Geological Carbon Storage is one of the promising methods for reducing the atmospheric carbon dioxide concentration, which is injecting the carbon dioxide to subsurface. As the interest on GCS increases, it becomes more important to predict the behavior of injected $CO_2$. This research focused on predicting two-phase flow in pore-scale, when capillary force was dominant. For some limitations in lab-scale experiments, pore network simulation was used extracted by maximal ball algorithm. In this study, the flow simulation system was developed based on Hagen-Poiseuille equation and Young-Laplace equation. Using the developed pore network simulation, primary drainage was simulated. The results of pore network simulation were compared to those of the experiment including oil invasion experiment into the Berea sandstone and $scCO_2$ invasion experiment into the Domengine sandstone. The absolute permeability of the Berea sandstone was used in the determination of throat length coefficient ($\alpha$) and throat length coefficient was determined to 1. The oil invasion simulation results confirm the fact that as the pressure difference increases, residual oil saturation increases. The relative permeability with respect to degree of oil saturation shows similar tendency of general results of Berea sandstone with exception in low oil saturation. The oil relative permeability in low oil saturation was underestimated. In conclusion, the comparison results figure out that flow simulation gives reasonable results except when oil saturation is low. The $scCO_2$ invasion to the brine-saturated Domengine sample was also simulated. For the computational convenience, one subvolume of nine subvolumes were selected to flow simulation.
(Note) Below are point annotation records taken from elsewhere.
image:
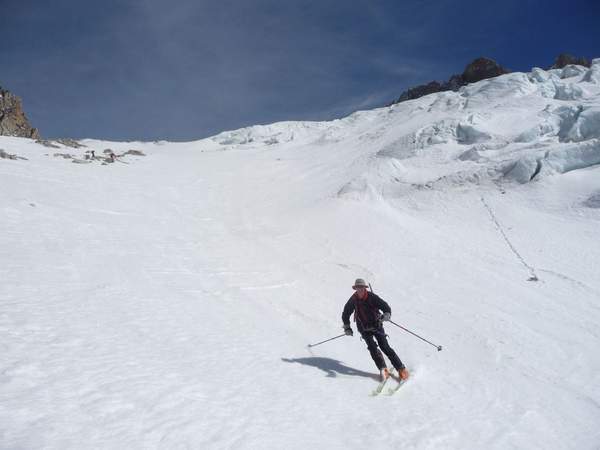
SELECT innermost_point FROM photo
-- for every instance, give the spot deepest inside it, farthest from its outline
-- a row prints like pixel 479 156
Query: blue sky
pixel 186 69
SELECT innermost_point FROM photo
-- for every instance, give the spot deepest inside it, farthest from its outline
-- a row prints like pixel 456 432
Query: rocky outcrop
pixel 479 69
pixel 564 59
pixel 12 118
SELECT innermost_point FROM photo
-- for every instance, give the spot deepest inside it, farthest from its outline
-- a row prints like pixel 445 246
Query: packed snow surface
pixel 166 300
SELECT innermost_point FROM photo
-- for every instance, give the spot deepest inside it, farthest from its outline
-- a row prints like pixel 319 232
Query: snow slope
pixel 166 300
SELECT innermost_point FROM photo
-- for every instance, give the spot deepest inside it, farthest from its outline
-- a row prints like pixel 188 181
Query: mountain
pixel 479 69
pixel 12 118
pixel 166 299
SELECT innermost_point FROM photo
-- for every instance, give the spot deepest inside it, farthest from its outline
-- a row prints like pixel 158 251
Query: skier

Representative elementary volume test was conducted for porosity and absolute permeability to determine if subvolume 3 was sufficient to characterize the whole Domengine sample. Both porosity and absolute permeability converged to 22% and 2000 mD respectively, as elementary volume increased. The distribution of $scCO_2$ from flow simulation was compared to that of X-ray microCT images. As a result, it was confirmed that the developed flow simulation gives the reliable results in hydraulic properties and the pattern of displacement.